NiTcom

Repita esta frase: “O cancro do colo do útero é uma doença evitável e curável”

A Liga Portuguesa contra o Cancro, com o apoio da Roche Sistema de Diagnósticos, reforça a importância do rastreio.
O cancro do colo do útero é o 4.º tipo de cancro mais frequente nas mulheres.

O cancro do colo do útero é o quarto tipo de cancro mais frequente entre as mulheres. Todos os anos, cerca de 300 mil mulheres perdem a vida devido ao cancro do colo do útero. Em Portugal, os dados de 2020 dão conta de 865 diagnósticos positivos e 379 vítimas mortais. Os números são claros: todos os dias morre, em média, uma mulher vítima de cancro do colo do útero no nosso País. Mas não tem de ser assim.

“O cancro do colo do útero é uma doença que, com rastreios, pode ser evitada e curada, se detetada precocemente. O rastreio demora apenas cinco minutos, mas pode salvar a vida de uma mulher”, explica Rita Sousa, ginecologista do Instituto Português de Oncologia de Coimbra.

Esta é a grande mensagem na Semana Europeia de Prevenção do Cancro do Colo do Útero que, entre 25 e 31 de janeiro, chama a atenção para a necessidade de realização dos rastreios. A campanha é apresentada pela Liga Portuguesa Contra o Cancro, com o apoio da Roche Sistemas de Diagnósticos. “Faz o Rastreio e Alerta as Mulheres da Tua Vida” é o mote desta ação, que inclui a participação da apresentadora da TVI Maria Cerqueira Gomes.

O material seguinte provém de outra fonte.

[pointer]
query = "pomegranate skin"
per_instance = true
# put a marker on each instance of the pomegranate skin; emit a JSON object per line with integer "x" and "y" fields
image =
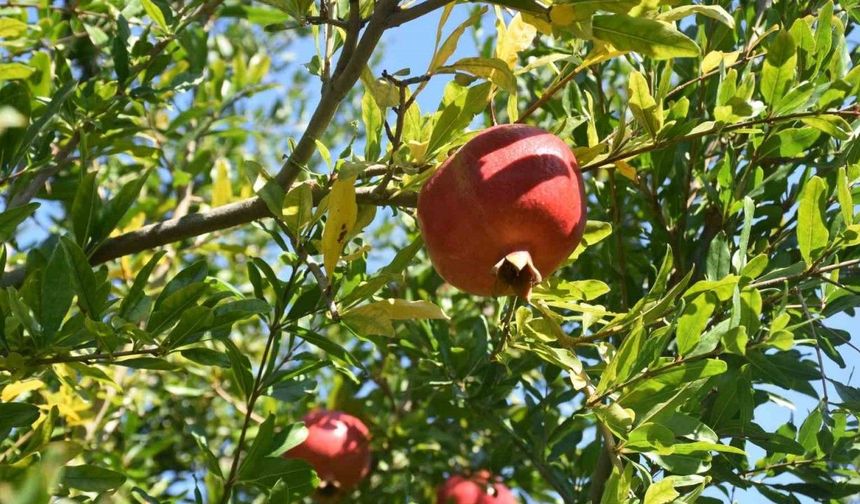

Infelizmente, nestes tempos de crise devido à pandemia de Covid-19, muitos portugueses viram-se muito afastados dos cuidados de saúde de rotina que previa este tipo de despiste de possíveis doenças. Segundo dados do Portal da Transparência, entre novembro de 2019 e igual mês de 2020, assistiu-se a uma redução de 10 por cento no número de rastreios do cancro do colo do útero, justificada pela sobrecarga que a Covid-19 tem causado nos serviços de saúde. Mas há cuidados que não se podem adiar, sendo essencial que cada um desempenhe também um papel ativo na gestão da sua própria saúde.

Para todos os que, por receio, têm adiado os rastreios, Rita Sousa reforça a ideia de que não há motivos para ter medo. “Trabalhamos com segurança e o rastreio demora apenas cinco minutos. Embora o tempo de progressão das lesões no colo do útero seja longo, é muito importante não descurar esta parte da nossa saúde”.

O que causa o cancro do colo do útero?

O cancro do colo do útero é causado pelo vírus HPV. No entanto, a infeção pelo HPV por si só não significa que a mulher vá desenvolver um cancro. Há outros fatores de risco, nomeadamente o tabaco e fatores relacionados com a imunidade, que podem fazer com que a infeção progrida para cancro.

O rastreio permite assim a deteção e tratamento de lesões pré-cancerosas causadas pelo HPV, evitando a sua evolução para cancro. Sabe-se que 80 por cento das mulheres sexualmente ativas acabam por contrair uma infeção por HPV em algum momento das suas vidas.

Em Portugal, existe um programa nacional de rastreio que se destina a todas as mulheres dos 25 aos 60 anos e é feito com base num teste HPV. Se o teste for negativo, só precisa de ser repetido ao fim de cinco anos. Além disso, a vacina contra o HPV faz parte do plano nacional de vacinação desde 2008. Ainda assim, Rita Sousa reforça que mesmo as mulheres vacinadas devem manter a participação neste rastreio.

Nesta Semana Europeia de Prevenção do Cancro do Colo do Útero, a Liga Portuguesa Contra o Cancro aposta na sensibilização e importância para o rastreio e diagnóstico precoce. Não deixe para depois, que já pode ser tarde demais.

Este artigo foi escrito em parceria com a Roche Sistema de Diagnósticos.